3. Dead Poets Society

Directed by Peter Weir and starring Robin Williams, Dead Poets Society is a film that needs little introduction; after all, its rousing chorus of “carpe diem” is one of the most quoted inspirational lines of all time, and the idea that by seizing the day, one can make their life extraordinary is one of the most inspirational and pervasive in cinema history. A story of one very inspirational teacher (Williams) and the group of young men he sets out to inspire, all of whom attend a conservative boarding school circa 1959, Dead Poets Society is consistently cited as one of Williams’ finest performances (that’s a very impressive feat, considering he had many fine performances) and one of the few films that never fails to instill in its audience a sense of wonder and potential.

2. Rocky

[Warning: If you’re reading this and you haven’t already seen Rocky, you deserve the impending spoilers.] We understand that we said we wouldn’t put any more sports movies on here, but it’s impossible to speak of inspiration without mentioning Rocky, the famous boxing film that stars Sylvester Stallone as Rocky Balboa, the “Italian Stallion” and one of cinema history’s toughest individuals. Released in 1976, Rocky tells the story of a man who trains as hard as he can for a fight, loses that fight, and still wins in life due to the power of his indomitable spirit and his desire to continue his career anyways. If that’s not inspiring to you, then you’re either a member of the walking dead or you’re cousins with Hal 9000, because that’s what comes up in the dictionary when you look up “inspirational,” it just says “Watch Rocky.
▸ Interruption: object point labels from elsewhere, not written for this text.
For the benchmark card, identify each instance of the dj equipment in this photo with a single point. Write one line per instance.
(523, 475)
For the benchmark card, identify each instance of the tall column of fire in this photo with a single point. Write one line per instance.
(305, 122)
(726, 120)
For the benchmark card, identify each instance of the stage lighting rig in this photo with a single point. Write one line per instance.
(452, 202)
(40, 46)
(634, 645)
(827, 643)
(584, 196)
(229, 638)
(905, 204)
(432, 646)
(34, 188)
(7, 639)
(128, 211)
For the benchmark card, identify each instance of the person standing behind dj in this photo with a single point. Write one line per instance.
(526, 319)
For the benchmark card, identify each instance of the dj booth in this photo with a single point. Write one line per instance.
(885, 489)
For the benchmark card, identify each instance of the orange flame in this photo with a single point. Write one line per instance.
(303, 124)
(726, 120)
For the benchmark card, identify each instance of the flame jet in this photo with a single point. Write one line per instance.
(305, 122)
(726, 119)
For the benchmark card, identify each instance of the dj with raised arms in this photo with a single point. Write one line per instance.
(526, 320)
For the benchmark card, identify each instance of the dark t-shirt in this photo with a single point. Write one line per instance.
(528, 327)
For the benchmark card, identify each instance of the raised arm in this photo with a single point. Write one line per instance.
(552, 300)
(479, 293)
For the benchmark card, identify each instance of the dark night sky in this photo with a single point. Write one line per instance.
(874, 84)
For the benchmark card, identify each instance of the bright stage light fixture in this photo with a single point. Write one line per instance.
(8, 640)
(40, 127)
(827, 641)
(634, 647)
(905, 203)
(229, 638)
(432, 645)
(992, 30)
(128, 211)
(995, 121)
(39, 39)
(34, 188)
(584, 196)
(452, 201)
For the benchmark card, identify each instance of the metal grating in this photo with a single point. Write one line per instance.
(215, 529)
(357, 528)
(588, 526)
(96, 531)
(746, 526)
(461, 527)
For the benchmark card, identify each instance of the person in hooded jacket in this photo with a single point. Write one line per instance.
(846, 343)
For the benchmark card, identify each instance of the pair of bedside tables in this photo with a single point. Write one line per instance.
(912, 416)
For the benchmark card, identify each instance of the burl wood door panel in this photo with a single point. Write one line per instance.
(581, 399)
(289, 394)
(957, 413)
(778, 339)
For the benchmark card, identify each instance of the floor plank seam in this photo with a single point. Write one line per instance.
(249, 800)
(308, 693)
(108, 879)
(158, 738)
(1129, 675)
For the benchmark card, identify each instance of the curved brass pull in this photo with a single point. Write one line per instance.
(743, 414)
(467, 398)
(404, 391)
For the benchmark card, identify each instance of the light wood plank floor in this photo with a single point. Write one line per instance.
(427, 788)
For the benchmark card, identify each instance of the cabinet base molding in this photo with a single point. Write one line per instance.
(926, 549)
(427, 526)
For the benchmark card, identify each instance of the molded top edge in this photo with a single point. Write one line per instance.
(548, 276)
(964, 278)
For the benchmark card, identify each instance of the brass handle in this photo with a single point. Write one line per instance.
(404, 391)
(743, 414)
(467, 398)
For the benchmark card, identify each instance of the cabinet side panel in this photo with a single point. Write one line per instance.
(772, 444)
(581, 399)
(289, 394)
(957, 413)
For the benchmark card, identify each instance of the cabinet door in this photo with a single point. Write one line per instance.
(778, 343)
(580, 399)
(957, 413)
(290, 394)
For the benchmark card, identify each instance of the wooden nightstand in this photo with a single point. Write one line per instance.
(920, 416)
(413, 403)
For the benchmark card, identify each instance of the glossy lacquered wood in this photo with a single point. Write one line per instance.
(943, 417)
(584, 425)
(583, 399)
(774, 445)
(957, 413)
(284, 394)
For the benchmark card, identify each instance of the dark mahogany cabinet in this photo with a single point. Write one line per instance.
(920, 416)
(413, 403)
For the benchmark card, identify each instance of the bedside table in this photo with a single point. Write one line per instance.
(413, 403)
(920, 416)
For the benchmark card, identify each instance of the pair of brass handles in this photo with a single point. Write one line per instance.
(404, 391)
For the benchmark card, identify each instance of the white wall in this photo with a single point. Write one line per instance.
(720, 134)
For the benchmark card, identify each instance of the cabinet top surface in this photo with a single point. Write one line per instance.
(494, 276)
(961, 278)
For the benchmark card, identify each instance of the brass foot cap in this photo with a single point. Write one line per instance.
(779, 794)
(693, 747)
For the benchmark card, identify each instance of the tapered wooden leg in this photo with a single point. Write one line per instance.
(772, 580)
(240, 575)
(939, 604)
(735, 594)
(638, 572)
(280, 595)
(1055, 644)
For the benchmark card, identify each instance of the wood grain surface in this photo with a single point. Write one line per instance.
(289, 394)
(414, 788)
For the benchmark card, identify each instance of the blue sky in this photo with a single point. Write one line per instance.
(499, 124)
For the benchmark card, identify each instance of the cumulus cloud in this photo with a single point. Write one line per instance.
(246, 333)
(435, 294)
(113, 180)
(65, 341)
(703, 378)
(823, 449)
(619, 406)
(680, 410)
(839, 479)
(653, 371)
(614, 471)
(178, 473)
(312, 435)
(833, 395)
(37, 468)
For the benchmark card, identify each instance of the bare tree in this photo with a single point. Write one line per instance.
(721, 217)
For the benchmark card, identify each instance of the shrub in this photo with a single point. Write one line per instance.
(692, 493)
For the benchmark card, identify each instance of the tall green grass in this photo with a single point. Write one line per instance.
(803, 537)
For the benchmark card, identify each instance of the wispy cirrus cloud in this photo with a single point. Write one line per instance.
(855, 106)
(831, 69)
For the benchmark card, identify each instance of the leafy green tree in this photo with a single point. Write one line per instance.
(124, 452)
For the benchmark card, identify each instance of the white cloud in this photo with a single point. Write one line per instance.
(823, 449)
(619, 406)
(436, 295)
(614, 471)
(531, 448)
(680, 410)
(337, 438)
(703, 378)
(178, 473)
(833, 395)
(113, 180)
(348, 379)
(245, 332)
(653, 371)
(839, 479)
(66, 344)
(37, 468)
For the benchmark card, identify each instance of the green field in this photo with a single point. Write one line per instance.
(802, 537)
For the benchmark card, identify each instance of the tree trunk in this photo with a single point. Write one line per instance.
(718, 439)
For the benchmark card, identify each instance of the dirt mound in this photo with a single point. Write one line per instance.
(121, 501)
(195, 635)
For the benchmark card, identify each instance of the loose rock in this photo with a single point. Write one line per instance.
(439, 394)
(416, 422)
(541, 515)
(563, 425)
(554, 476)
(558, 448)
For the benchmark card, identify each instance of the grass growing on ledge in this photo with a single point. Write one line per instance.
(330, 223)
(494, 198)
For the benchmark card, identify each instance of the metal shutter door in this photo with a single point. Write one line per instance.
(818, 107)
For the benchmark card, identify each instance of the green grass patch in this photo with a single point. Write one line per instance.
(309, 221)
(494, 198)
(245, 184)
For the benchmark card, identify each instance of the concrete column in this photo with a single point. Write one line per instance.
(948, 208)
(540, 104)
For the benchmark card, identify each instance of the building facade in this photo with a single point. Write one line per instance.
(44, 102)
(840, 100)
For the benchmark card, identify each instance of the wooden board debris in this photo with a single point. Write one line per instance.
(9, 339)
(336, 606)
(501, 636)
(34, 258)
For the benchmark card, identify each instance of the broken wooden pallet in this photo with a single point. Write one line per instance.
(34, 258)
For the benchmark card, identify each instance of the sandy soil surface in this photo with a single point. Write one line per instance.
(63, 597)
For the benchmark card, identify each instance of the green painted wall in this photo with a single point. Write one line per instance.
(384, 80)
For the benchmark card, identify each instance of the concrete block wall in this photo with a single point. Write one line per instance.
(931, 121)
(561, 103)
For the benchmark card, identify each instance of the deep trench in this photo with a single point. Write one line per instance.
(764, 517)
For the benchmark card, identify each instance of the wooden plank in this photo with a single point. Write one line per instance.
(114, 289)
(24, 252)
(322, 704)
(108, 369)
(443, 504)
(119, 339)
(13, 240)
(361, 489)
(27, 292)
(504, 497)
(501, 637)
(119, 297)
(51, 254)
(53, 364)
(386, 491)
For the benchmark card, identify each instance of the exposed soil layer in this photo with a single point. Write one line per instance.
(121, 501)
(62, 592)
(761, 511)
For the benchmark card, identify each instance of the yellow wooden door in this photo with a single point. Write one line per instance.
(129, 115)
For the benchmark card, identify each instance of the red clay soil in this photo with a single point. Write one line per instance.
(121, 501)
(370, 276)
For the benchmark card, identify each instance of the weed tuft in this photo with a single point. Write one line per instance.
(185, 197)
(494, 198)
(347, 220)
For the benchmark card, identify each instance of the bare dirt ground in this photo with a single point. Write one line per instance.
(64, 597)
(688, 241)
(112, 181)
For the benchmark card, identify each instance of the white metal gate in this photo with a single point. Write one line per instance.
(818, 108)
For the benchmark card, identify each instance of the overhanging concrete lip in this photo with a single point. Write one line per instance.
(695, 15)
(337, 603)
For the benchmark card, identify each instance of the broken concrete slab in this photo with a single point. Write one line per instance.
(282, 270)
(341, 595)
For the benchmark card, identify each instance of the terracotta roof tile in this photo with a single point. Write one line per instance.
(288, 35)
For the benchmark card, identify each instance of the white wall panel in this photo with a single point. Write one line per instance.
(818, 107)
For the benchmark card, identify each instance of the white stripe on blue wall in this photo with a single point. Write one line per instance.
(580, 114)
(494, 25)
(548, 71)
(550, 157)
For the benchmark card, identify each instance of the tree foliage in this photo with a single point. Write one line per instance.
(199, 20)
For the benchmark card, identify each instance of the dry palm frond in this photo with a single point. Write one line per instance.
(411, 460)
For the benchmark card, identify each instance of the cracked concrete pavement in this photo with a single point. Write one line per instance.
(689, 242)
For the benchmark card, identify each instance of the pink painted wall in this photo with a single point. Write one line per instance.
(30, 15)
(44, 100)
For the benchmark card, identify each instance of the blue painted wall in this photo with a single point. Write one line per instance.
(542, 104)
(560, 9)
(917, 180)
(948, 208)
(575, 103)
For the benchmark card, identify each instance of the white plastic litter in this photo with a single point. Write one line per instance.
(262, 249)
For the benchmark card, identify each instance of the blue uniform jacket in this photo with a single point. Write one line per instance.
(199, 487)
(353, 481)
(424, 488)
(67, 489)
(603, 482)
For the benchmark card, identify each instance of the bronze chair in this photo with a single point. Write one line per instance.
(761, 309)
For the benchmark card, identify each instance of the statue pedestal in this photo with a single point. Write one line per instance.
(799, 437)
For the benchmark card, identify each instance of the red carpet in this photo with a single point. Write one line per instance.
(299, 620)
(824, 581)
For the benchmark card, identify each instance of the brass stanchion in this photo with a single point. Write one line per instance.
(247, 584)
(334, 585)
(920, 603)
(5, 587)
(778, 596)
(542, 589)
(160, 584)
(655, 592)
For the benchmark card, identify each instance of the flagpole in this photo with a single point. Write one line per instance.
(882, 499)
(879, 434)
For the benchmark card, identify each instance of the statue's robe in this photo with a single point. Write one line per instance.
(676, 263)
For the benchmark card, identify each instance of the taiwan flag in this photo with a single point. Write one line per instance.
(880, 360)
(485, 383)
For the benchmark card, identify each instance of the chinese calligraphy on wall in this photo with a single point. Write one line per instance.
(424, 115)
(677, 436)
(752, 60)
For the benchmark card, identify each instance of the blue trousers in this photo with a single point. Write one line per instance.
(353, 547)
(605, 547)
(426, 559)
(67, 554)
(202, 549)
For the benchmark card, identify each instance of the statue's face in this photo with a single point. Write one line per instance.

1. The Shawshank Redemption

Who would’ve thought that the most notorious horror writer in the history of literature would provide the basis for cinema’s most inspirational film? It’s a curious match, but it’s no secret that The Shawshank Redemption, the 1994 film directed by Frank Darabont and starring Tim Robbins and Morgan Freeman, is adapted from a novella by spook expert Stephen King. The Shawshank Redemption, which tells the story of Andy Dufresne, a banker who is wrongfully convicted of the murder of his wife and her lover, and his eventual escape from Shawshank State Prison, is widely cited as the greatest film ever made, and we’re very convinced that the film’s dedication to conveying the infinite strength of the human spirit is part of the reason why it’s regarded so highly.